Bugnon André · Nationalrat · 2014-06-05
Bugnon André · Nationalrat · Waadt · Fraktion der Schweizerischen Volkspartei · 2014-06-05
Wortprotokoll
Après deux passages dans chacune des chambres, il reste sept divergences que nous devons traiter lors de la séance d'aujourd'hui concernant la loi sur la nationalité. Le Bureau du Conseil national a prévu de traiter ces divergences en trois blocs.

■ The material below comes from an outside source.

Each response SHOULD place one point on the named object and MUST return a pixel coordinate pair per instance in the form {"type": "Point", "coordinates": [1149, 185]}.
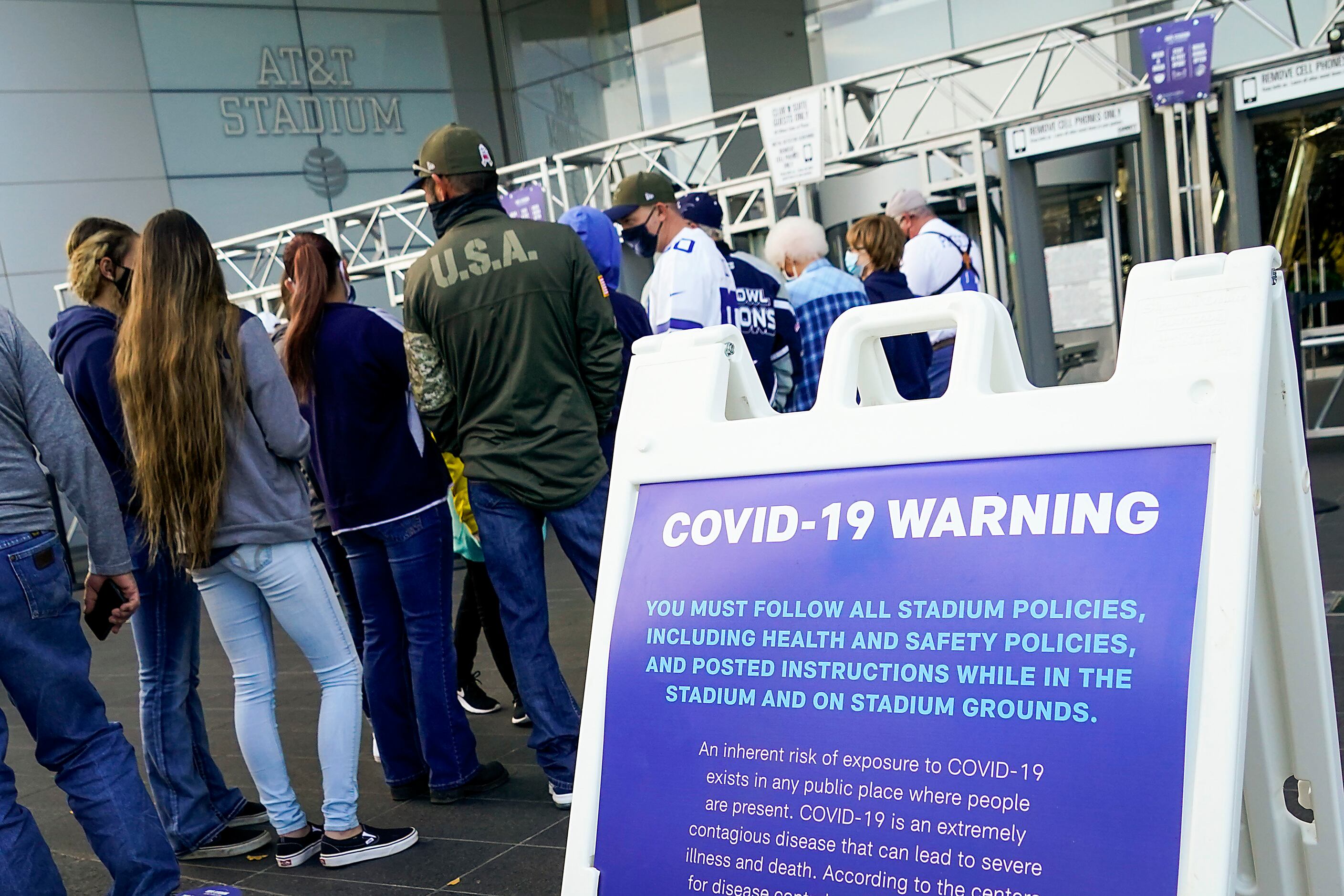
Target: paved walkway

Le premier bloc concerne les articles 9 et 18. Il est question à l'article 9 des conditions à remplir pour obtenir une autorisation fédérale de naturalisation. A l'article 9 alinéa 1 lettre b, notre conseil a par deux fois décidé que le requérant devait apporter la preuve qu'il a séjourné dix ans en Suisse, dont trois sur les cinq ans ayant précédé la demande. Le Conseil des Etats a, lui, soutenu une version demandant huit ans passés en Suisse dont trois sur les cinq ans ayant précédé la demande, ceci par 22 voix contre 19.

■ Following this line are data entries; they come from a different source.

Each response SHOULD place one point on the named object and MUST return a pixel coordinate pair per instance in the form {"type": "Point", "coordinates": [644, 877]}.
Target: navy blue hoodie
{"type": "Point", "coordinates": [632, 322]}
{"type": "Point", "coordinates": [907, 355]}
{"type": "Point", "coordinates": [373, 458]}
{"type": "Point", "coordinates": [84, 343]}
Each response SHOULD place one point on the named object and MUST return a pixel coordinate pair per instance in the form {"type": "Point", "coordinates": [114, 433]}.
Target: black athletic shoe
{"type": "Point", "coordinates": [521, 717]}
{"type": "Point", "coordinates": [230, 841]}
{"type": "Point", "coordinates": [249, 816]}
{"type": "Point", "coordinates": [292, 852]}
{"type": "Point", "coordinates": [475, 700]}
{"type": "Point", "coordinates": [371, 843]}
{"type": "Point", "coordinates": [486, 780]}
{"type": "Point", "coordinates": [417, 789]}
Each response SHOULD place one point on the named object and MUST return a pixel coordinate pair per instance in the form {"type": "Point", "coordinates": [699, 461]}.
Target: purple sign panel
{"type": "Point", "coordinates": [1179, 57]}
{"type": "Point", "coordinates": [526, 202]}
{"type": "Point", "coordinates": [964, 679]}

La majorité de votre commission vous demande d'en rester à la position de notre conseil en argumentant que pour obtenir une autorisation de naturalisation, il faut donner la preuve qu'une bonne intégration est garantie et réussie. Ainsi, pour arriver à une telle garantie, il faut comme critère minimal une dizaine d'années passées dans notre pays. Il ne faut pas oublier que, dans la loi actuelle, le critère porte sur douze ans. En passant de douze à dix ans, on améliore déjà un peu les conditions pour obtenir une naturalisation. Pourquoi aller jusqu'à huit ans? On peut se poser la question mais vous avez entendu la minorité et Madame la conseillère fédérale qui vont dans ce sens-là. La minorité pense que le Conseil des Etats a raison et qu'une durée de huit ans suffit pour garantir une bonne intégration.

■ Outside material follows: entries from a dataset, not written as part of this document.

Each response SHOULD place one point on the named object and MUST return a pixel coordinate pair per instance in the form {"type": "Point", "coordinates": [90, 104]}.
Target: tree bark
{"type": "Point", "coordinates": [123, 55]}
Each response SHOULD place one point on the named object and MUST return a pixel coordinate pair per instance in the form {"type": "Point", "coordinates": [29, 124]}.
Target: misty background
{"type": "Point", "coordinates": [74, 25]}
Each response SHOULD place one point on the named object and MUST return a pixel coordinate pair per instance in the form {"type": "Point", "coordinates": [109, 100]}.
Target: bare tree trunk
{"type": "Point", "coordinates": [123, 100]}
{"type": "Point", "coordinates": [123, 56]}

A l'alinéa 2 de cet article, il s'agit de prévoir que le nombre d'années passées en Suisse pour des jeunes soit doublé dans le calcul de cette durée. Ainsi, le Conseil de Etats, comme le Conseil fédéral, prévoit que si un jeune avait entre 10 et 20 ans au moment de son séjour dans notre pays, le nombre d'années compte double. Le Conseil national avait biffé, lors de son premier débat, cet alinéa. Il avait donc renoncé à ce que les années comptent double. Lors du second débat, le critère du doublement du nombre d'années a été admis, mais pour des jeunes âgés entre 5 et 15 ans et non entre 10 et 20 ans. En effet, selon notre conseil, l'assimilation se fait mieux entre 5 et 15 ans, ce qui correspond à l'âge de la scolarité. A cette période, les jeunes sont intégrés naturellement à travers leur scolarisation et grâce aux contacts avec les autres jeunes dans le cadre de l'école. La minorité Schenker Silvia vous recommande d'en rester à la version du Conseil fédéral et du Conseil des Etats, à savoir maintenir la catégorie d'âge entre 10 et 20 ans.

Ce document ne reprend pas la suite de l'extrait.